The first thing to do, I told them, was to move the large farm-house to the site already chosen, about two hundred yards distant, enlarge it, and put a first-class cellar under the whole. The principal change needed in the house was an additional story on the ell, which would give a chamber eighteen by twenty-six, with closets five feet deep, to be used as a sleeping room for the men. I intended to change the sitting room, which ran across the main house, into a dining and reading room twenty feet by twenty-five, and to improve the shape and convenience of the kitchen by pantry and lavatory. There must also be a well-appointed bathroom on the upper floor, and set tubs in the kitchen. My men would dig the cellar, and the mason was to put in the foundation walls (twelve inches thick and two feet above ground), the cross or division walls, and the chimneys. He was also to put down a first-class cement floor over the whole cellar and approach. The house was to be heated by a hot-water system; and I afterward let this job to a city man, who put in a satisfactory plant for $500.
We had hardly finished with the carpenter and the mason when we saw our wagons turning into the grounds. We left the contractors to their measurements, plans, and figures, while we hastened to turn the teams back, as they must go to the cottage on the north forty. The horses looked a little done up by the heat and the unaccustomed journey, but Thompson said: “They’re all right,—stood it first-rate.”
The cottage and out-buildings furnished scanty accommodations for men and beasts, but they were all that we could provide. I told the men to make themselves and the horses as comfortable as they could, then to milk the cows and feed the hogs, and call it a day.
While the others were unloading and getting things into shape, I called Thompson off for a talk. “Thompson,” I said, “you are to have the oversight of the work here for the present, and I want you to have some idea of my general plan. This experiment at farming is to last years.
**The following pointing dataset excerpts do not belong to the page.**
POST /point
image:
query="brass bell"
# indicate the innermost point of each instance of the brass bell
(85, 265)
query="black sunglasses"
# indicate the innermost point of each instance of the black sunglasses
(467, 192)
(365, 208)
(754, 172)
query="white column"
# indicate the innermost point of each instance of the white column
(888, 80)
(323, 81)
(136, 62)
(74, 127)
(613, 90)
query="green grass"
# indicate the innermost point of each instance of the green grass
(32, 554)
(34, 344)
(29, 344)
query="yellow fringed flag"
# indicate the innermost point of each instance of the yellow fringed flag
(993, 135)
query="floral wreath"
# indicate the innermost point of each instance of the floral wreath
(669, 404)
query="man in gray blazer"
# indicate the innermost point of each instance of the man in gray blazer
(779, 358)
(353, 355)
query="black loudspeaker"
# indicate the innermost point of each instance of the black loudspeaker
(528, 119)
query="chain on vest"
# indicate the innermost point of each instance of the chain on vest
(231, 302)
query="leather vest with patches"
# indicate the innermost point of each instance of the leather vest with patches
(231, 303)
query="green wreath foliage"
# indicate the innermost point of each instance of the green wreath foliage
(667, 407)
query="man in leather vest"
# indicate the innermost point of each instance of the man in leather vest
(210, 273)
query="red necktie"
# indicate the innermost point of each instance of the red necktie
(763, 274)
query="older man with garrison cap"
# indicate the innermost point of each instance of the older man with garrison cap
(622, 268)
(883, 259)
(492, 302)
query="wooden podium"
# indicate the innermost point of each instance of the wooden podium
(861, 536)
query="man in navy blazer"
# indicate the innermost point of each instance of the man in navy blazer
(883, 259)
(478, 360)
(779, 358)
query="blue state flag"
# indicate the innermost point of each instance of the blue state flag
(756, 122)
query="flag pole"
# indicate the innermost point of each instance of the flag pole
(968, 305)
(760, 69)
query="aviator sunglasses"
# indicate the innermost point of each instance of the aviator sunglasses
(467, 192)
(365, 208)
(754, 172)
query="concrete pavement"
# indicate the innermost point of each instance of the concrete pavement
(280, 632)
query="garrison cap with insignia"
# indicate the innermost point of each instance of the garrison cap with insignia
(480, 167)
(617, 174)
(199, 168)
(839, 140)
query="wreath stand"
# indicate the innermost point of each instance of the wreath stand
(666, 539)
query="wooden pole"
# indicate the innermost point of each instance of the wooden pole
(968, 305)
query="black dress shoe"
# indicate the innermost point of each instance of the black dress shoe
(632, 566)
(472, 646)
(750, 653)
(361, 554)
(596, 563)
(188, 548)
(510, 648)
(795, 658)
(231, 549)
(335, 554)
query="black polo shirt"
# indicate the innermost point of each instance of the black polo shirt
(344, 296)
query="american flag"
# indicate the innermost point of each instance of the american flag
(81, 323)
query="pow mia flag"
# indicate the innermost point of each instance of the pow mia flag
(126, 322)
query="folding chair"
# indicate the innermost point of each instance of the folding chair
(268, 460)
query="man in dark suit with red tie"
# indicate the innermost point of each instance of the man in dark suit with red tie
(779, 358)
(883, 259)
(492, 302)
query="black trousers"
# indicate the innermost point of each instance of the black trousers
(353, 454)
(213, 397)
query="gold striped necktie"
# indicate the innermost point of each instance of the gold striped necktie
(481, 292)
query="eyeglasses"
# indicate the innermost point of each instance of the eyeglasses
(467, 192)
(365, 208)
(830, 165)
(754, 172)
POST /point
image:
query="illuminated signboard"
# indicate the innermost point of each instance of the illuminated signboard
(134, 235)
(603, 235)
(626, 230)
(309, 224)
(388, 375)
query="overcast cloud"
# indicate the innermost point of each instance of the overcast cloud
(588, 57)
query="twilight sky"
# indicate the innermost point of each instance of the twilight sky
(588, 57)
We won’t look for results until we are ready to force them, but we are to get ready as soon as possible. In the meantime, we will have to do things in an awkward fashion, and not always for immediate effect. We must build the factory before we can turn out the finished product. The cows, for instance, must be cared for until we can dispose of them to advantage. Half of them, I fancy, are ‘robber cows,’ not worth their keep (if it costs anything to feed them), and we will certainly not winter them. Keep your eye on the herd, and be able to tell me if any of them will pay. Milk them carefully, and use what milk, cream, and butter you can, but don’t waste useful time carting milk to market—feed it to the hogs rather. If a farmer or a milkman will call for it, sell what you have to spare for what he will give, and have done with it quickly. You are to manage the hogs on the same principle. Fatten those which are ready for it, with anything you find on the place. We will get rid of the whole bunch as soon as possible. You see, I must first clear the ground before I can build my factory. Let the hens alone for the present; you can eat them during the winter.